Ford Motor Co. is searching for CEO Alan Mulally's replacement, according to a report.
People familiar with the matter told The Wall Street Journal that Ford is already in the process of reviewing candidates to take over for Mulally, who is expected to leave the company within two years. Mulally took over for chairman Bill Ford Jr. as CEO five years ago after a long stint at Boeing as an engineer and top executive.
Mulally has engineered one of the most remarkable turnarounds in American corporate history, considering Ford was nearly bankrupt when he took the job. Mulally, 66, still has his permanent home in Seattle. He has maintained he wants to see the Ford turnaround completely through, but doesn't plan to stay into his 70s.
A Ford spokesman told the Journal that no search is under way. Both Mulally and Bill Ford Jr. declined an interview for the article.

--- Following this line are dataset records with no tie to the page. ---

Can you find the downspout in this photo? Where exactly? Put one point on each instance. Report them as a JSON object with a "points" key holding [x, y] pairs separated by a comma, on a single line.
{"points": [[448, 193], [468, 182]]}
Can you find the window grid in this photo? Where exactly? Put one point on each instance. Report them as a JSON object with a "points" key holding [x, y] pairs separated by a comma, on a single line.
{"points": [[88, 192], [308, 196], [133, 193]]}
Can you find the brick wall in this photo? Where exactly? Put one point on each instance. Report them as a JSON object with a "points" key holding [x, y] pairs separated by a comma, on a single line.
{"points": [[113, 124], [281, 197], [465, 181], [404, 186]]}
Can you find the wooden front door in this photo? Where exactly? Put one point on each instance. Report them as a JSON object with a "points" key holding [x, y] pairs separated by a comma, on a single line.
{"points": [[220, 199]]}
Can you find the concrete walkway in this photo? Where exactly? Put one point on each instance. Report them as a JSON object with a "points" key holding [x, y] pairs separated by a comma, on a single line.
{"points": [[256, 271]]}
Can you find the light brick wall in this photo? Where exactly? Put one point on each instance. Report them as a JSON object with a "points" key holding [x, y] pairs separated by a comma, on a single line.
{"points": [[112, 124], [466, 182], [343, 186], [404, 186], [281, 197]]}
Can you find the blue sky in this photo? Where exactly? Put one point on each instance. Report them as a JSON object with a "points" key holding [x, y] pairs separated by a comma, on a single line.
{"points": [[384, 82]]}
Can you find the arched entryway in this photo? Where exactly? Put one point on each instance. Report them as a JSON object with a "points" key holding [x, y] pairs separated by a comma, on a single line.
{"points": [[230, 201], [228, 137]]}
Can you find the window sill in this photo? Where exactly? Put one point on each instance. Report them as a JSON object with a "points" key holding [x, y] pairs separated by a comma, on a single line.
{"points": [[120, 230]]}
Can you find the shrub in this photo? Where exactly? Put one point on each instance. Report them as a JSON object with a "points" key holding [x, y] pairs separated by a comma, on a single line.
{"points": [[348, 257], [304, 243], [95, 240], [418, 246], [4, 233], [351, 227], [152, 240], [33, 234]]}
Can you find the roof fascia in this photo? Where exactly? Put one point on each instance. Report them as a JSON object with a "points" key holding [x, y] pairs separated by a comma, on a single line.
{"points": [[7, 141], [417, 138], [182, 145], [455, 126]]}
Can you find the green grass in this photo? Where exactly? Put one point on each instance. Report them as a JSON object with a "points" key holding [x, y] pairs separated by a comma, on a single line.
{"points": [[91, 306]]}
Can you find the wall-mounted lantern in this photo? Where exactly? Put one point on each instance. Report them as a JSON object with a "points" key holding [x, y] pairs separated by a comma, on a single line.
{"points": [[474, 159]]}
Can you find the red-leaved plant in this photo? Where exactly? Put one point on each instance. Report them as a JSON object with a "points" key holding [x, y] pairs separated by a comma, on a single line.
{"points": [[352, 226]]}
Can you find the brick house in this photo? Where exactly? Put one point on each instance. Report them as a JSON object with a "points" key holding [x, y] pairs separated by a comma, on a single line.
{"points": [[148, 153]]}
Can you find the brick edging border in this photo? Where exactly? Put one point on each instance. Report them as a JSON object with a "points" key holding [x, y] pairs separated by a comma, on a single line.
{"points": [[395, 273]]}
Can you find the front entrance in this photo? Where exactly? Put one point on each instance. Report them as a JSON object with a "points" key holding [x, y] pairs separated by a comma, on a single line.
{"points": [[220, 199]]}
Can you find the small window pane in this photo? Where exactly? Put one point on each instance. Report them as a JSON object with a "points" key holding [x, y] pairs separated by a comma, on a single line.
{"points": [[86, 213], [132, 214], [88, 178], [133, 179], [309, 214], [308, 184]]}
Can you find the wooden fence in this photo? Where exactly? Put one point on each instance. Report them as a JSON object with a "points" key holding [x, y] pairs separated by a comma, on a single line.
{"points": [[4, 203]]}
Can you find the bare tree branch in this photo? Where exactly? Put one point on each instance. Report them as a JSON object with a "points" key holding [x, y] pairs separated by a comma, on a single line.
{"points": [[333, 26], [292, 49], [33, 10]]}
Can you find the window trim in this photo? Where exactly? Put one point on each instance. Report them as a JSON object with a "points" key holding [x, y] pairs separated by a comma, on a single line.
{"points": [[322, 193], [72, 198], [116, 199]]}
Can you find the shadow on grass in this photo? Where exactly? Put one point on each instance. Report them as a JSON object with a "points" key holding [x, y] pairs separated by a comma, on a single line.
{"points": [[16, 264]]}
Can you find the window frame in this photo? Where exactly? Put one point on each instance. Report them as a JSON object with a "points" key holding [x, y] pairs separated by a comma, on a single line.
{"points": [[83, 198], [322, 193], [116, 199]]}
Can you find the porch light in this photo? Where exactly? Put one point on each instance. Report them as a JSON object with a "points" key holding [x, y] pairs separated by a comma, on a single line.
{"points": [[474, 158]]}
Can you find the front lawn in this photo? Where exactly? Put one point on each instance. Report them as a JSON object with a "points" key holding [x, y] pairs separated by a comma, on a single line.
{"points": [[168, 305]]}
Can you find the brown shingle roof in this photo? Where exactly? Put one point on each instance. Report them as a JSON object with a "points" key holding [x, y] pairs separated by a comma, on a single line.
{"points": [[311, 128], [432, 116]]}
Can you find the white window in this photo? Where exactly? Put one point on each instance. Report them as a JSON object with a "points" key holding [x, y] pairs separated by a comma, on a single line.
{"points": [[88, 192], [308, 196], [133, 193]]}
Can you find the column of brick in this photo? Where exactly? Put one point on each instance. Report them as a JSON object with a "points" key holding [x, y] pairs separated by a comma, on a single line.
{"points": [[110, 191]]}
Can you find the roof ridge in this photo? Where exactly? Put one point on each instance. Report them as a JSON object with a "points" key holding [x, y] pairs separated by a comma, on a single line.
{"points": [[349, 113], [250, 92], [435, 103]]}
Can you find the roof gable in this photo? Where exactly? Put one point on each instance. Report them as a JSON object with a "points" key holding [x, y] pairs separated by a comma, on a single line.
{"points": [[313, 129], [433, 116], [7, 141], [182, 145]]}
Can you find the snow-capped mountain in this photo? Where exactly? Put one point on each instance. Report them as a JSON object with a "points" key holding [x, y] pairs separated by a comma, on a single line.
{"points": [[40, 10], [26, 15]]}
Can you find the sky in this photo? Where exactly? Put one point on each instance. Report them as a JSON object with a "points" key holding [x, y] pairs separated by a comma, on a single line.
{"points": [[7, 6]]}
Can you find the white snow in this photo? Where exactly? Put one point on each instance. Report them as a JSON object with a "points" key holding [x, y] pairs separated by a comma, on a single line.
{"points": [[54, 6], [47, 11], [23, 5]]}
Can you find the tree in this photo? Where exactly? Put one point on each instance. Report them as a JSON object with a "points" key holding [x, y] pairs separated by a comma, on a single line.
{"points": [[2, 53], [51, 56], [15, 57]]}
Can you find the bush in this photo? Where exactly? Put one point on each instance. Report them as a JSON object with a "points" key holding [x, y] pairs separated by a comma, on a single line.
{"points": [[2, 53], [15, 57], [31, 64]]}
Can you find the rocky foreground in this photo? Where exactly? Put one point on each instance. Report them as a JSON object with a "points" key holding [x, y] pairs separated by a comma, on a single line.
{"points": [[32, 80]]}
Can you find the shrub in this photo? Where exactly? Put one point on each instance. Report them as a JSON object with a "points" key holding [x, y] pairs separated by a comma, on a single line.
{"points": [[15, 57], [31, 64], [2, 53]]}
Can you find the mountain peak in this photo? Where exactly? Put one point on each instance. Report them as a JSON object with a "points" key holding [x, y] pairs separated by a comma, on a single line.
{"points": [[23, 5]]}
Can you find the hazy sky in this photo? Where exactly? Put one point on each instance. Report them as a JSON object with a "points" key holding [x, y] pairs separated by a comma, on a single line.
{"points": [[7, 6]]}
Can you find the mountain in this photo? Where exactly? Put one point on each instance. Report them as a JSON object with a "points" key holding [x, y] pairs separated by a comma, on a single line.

Yet Ford said in a written response to questions that the company has a strong list of internal candidates to consider for Mulally's replacement when the time comes.
At Ford, we are fortunate to have a strong list of internal candidates and the Board is pleased to support their further development. While our preference always will be to develop talent internally, we also survey the external environment for potential candidates as a regular course of action.
Ford wrote further that, Having a viable succession plan to ensure business continuity is perhaps the most important duty of the Board and something we take very seriously.
Among the internal candidates likely to be considered are:
--Mark Fields, who heads Ford's North and South American operations. One of Mulally's top leaders, he led an important turnaround of Ford's North America operations.
--Joe Hinrichs, Ford's chief of Asian operations.
External candidates include, according to the Journal, John Krafcik, CEO of Hyundai's North America operation, and Phil Martens, CEO of Novelis Inc., an aluminum products company. Martens was at Ford until 2005, and is well acquainted with Bill Ford Jr.